A Sub-Picosecond Hybrid DLL for Large-Scale Phased Array Synchronization

Matan Gal-Katziri and Ali Hajimiri
Department of Electrical Engineering
California Institute of Technology
Pasadena, CA 91125, USA
Email: mgal@caltech.edu

Abstract—A large-scale timing synchronization scheme for scalable phased arrays is presented. This approach utilizes a DLL co-designed with a subsequent 2.5GHz PLL. The DLL employs a low noise, fine/coarse delay tuning to reduce the in-band rms jitter to 323fs, an order of magnitude improvement over previous works at similar frequencies. The DLL was fabricated in a 65nm bulk CMOS process and was characterized from 27MHz to 270MHz. It consumes up to 3.3mW from a 1V power supply and has a small footprint of 0.036mm$^2$.

Keywords—CMOS integrated circuits, phased-arrays, radio frequency, tracking loops, delay-lines, phase locked loops, phase noise.

I. INTRODUCTION

Phased arrays are extensively used in radar, sensing, and communication systems due to their electronic beam steering capabilities combined with the added directivity and enhanced SNR/SIR which scale with number of array elements [1]. Example applications are 5G networks, which are currently targeting hundreds to thousands of elements, and very large-scale arrays, sometimes referred to as million-element arrays [2]. The practical implementation of such systems necessitates a broad range of architectural and technological innovations, such as scalable structures and highly-integrated silicon-based RFICs [2-5]. In this scalable array transceiver architecture, a single low-frequency reference clock is distributed to identical blocks (tiles), where high-frequency signals are synthesized (often using an integrated PLL-based frequency synthesizer) and used for coherent RF signal generation and reception in concert with the other array elements, as shown in Fig. 1.
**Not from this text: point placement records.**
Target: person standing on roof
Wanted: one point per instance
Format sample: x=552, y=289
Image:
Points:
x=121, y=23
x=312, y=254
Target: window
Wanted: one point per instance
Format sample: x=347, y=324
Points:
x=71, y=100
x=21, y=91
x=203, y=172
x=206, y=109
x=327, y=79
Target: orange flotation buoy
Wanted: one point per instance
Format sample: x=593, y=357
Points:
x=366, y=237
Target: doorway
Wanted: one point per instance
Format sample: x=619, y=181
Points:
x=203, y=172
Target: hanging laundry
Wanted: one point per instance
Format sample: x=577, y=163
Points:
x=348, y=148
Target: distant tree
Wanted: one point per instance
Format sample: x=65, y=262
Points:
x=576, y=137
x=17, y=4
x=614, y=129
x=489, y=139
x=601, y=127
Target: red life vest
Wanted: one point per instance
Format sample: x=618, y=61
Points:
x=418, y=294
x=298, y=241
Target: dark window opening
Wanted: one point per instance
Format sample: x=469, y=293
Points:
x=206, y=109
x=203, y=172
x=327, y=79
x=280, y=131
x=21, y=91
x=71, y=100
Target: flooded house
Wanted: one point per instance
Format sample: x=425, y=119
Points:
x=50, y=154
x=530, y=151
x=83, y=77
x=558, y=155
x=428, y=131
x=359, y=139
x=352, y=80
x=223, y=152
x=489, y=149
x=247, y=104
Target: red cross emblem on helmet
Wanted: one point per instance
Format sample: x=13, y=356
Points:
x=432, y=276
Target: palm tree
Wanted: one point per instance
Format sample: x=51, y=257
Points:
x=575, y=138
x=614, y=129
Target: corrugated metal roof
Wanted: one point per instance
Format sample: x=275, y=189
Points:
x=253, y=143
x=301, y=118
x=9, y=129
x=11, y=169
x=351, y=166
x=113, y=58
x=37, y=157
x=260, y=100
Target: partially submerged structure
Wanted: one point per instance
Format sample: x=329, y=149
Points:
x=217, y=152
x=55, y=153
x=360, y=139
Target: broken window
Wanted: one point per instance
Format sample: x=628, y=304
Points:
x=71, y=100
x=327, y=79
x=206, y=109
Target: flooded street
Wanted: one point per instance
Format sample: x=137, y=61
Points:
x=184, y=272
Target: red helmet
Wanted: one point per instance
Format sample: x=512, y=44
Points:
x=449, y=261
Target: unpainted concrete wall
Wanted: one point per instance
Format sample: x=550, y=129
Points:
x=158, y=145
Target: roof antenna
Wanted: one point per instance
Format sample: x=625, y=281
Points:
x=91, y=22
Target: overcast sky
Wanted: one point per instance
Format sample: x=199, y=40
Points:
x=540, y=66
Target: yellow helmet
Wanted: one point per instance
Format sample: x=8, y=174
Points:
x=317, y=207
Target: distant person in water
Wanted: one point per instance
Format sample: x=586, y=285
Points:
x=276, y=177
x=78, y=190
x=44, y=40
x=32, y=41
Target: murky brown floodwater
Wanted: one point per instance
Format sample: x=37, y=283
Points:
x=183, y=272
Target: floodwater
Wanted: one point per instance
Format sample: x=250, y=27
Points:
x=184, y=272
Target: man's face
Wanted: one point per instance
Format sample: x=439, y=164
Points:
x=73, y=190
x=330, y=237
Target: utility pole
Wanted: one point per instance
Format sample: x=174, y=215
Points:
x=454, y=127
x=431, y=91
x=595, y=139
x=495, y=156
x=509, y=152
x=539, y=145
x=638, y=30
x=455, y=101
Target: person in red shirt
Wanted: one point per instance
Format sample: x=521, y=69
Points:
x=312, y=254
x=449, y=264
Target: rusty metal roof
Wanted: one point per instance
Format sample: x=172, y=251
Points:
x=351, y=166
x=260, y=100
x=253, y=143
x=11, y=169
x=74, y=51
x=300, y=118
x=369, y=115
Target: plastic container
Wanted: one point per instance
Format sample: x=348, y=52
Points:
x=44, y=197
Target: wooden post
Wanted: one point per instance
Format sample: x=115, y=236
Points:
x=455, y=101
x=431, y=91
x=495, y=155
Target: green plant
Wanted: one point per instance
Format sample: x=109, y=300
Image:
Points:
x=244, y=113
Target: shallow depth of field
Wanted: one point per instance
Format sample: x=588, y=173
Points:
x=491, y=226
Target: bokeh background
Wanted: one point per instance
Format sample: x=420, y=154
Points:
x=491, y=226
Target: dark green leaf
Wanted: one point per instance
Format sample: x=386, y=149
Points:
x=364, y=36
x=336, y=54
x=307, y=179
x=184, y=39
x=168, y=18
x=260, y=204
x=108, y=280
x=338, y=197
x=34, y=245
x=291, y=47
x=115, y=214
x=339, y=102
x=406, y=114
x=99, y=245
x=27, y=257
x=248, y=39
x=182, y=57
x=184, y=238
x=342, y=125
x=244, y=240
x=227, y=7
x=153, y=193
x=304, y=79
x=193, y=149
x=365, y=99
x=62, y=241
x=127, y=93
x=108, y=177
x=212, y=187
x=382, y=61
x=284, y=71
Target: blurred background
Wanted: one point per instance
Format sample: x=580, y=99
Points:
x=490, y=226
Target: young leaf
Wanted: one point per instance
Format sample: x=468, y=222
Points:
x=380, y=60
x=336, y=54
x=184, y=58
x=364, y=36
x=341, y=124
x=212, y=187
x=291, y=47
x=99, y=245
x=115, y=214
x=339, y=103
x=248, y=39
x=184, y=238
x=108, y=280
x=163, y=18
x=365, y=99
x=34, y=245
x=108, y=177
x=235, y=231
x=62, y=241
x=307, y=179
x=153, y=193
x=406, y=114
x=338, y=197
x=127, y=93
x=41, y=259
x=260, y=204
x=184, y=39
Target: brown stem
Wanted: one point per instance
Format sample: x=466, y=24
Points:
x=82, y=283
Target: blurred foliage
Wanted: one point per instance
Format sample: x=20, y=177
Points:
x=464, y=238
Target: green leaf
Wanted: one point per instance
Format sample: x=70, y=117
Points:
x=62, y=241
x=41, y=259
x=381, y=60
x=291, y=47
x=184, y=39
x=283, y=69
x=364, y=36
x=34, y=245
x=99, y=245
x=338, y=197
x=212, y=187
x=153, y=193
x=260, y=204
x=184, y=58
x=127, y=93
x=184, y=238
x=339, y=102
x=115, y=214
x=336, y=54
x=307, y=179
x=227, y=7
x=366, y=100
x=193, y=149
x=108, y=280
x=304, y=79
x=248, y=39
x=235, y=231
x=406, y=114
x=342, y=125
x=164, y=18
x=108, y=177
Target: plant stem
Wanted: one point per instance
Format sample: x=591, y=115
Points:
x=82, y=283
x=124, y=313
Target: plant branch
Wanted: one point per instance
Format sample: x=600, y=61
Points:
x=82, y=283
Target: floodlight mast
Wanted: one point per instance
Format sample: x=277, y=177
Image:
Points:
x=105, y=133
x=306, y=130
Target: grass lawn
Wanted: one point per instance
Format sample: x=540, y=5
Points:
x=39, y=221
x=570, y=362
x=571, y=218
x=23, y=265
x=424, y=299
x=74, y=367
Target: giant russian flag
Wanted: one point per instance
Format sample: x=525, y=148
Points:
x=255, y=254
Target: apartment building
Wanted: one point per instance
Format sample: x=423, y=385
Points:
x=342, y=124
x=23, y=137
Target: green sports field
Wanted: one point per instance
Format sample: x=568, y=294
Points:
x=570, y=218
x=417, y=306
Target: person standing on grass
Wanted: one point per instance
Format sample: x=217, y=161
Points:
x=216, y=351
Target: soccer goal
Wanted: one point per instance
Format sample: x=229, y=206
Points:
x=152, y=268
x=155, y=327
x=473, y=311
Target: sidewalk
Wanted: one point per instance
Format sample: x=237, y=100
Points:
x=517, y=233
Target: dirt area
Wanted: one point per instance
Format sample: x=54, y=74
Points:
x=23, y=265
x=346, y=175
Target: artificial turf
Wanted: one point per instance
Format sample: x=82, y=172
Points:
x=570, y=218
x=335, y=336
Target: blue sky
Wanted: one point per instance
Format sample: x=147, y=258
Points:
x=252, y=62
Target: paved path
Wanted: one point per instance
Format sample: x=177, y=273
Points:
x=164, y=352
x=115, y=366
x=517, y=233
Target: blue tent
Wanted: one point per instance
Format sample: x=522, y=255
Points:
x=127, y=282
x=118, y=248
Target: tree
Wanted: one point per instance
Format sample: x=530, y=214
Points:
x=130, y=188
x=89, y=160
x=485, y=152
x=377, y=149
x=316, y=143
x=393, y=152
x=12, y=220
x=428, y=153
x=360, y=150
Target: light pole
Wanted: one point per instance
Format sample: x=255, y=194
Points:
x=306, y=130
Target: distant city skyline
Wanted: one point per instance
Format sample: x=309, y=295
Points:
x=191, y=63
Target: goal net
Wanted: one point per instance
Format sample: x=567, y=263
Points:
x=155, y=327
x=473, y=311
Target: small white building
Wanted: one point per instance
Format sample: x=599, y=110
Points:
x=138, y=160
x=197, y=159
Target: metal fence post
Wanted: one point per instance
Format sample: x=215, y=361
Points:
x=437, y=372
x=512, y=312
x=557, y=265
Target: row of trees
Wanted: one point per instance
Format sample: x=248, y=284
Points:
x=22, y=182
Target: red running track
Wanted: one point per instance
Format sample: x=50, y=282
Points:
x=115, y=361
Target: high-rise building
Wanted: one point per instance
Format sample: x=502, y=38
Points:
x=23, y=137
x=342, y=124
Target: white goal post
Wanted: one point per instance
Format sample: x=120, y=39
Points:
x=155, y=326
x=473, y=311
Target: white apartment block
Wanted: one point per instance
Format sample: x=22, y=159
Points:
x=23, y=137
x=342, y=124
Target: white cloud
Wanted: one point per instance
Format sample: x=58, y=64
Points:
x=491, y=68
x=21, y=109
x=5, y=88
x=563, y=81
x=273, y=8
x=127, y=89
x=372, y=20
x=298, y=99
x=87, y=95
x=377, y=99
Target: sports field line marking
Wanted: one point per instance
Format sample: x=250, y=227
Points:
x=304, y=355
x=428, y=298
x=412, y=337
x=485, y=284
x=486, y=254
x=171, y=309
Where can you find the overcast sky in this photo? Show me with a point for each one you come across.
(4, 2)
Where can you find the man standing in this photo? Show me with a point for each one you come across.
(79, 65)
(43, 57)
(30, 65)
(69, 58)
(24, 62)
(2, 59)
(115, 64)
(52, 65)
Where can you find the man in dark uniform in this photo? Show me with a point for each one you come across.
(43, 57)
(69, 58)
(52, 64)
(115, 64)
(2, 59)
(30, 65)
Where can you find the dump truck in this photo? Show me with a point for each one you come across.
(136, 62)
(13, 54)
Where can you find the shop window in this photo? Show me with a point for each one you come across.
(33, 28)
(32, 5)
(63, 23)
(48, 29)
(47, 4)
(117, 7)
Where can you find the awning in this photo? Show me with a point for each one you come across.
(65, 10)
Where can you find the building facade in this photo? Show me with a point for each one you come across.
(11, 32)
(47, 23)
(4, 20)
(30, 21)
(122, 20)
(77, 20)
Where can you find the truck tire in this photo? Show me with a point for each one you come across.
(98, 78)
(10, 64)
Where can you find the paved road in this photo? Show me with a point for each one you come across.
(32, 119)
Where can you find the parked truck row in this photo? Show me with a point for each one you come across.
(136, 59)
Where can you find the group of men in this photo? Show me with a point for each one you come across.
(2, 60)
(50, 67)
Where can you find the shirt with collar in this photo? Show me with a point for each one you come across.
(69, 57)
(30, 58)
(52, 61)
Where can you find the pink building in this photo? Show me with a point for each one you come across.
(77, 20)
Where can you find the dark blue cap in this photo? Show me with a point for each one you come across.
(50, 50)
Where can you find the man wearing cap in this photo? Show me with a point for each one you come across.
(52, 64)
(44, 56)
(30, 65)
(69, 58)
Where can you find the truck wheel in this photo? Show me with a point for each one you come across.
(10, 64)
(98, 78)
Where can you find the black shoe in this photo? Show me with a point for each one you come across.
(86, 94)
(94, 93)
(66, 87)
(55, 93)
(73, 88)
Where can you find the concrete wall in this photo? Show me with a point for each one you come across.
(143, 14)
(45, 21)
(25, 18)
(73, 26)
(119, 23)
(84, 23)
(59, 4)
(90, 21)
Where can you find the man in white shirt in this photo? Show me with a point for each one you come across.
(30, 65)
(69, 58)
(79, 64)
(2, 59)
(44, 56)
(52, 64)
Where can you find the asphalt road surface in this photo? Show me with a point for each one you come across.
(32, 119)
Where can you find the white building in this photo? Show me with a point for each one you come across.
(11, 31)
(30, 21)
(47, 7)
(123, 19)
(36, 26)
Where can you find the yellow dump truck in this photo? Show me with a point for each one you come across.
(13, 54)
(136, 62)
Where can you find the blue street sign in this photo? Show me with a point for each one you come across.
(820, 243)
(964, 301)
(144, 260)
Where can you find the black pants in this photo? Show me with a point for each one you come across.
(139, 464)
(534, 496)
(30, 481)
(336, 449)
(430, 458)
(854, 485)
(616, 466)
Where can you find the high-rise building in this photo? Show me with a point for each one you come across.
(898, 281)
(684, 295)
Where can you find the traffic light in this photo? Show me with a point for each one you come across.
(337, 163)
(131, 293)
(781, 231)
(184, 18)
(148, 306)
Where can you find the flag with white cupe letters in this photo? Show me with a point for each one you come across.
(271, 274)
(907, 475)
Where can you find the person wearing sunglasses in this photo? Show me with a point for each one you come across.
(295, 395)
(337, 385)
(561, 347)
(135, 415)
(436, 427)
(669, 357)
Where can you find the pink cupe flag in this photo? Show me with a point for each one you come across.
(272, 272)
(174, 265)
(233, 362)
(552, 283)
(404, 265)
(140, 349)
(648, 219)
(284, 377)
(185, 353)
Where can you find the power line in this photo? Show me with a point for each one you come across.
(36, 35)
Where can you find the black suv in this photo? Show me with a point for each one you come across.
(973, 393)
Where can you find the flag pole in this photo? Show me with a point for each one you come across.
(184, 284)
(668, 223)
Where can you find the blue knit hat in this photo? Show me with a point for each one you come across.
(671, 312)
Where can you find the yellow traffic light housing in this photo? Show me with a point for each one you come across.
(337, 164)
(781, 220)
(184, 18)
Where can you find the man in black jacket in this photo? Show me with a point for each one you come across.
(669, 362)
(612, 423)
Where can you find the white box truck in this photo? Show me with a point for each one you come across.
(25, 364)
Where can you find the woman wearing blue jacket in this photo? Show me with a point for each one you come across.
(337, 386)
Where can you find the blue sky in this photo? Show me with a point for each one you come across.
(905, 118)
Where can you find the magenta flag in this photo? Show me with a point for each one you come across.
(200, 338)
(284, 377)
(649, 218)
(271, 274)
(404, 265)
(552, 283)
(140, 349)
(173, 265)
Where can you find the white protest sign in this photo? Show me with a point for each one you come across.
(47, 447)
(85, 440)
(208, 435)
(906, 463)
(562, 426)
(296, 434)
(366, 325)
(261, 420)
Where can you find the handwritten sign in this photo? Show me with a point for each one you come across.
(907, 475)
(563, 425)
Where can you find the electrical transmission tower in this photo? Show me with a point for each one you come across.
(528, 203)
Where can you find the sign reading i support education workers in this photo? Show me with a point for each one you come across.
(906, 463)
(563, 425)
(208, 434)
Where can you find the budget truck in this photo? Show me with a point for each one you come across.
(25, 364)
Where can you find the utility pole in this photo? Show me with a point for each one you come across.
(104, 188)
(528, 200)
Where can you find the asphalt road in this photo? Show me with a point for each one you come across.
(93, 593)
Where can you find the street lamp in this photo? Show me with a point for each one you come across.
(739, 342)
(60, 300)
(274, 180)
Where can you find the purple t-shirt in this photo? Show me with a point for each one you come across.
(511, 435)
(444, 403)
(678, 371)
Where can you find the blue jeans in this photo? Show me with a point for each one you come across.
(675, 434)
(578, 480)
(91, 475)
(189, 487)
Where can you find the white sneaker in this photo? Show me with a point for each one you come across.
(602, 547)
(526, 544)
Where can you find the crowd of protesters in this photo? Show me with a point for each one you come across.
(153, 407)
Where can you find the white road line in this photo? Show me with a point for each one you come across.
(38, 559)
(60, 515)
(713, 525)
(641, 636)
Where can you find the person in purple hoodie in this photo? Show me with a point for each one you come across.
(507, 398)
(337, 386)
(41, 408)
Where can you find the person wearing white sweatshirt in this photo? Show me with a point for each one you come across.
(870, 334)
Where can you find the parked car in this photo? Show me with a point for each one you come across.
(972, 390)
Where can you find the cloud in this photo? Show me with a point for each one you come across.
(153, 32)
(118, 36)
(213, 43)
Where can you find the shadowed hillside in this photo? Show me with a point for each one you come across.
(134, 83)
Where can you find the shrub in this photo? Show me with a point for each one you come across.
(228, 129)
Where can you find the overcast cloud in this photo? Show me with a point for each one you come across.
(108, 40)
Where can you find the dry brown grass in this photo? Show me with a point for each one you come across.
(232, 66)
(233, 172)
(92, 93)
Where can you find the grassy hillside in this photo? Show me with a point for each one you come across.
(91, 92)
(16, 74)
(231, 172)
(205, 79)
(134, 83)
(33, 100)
Fig. 1. Clock distribution to CMOS driven phased array

One major challenge with this architecture is maintaining the timing accuracy of the reference signal in the distribution process. A central star or H-tree distribution is impractical in the case of a large scale array as the number of traces and the electrical load of all the driven elements become prohibitively large. On the other hand, sequential buffering of the reference suffers from large accumulated timing deviations due to variations in the supply, temperature, and the driven load. These challenges can be mitigated utilizing a delay-locked loop (DLL) in the repeater buffer. While fundamentally sound, this approach presents new challenges since the low reference frequency, usually a few tens of MHz, necessitates a relatively large delay which can lead to unacceptable timing jitter. We propose a hybrid DLL architecture that utilizes several noise reduction techniques as well as a novel semi-digital loop control scheme with a single phase detection path. Moreover, the co-design of the DLL with the subsequent PLL-based synthesizer is exploited to further reduce the overall timing jitter by proper alignment of the two phase noise transfer functions; one loop provides rejection over the frequencies where the other has a large noise contribution. This approach opens the design space, leading to superior overall performance.

II. HYBRID DLL

In a DLL, the output signal must practically be delayed by at least half a clock period compared to the reference in order to correct both negative and positive timing errors. A standard implementation does so with a single continuous delay line, which is usually the main noise contributor due to the large delay range it needs to cover. A hybrid DLL can solve this problem by using two different sets of delay elements, as shown in Fig. 2. A digitally controlled delay line (DCDL) composed of low-noise fixed-delay elements is used for coarse delay tuning, while a short, continuously variable delay line (VDL) is used to fine tune within the digital segments.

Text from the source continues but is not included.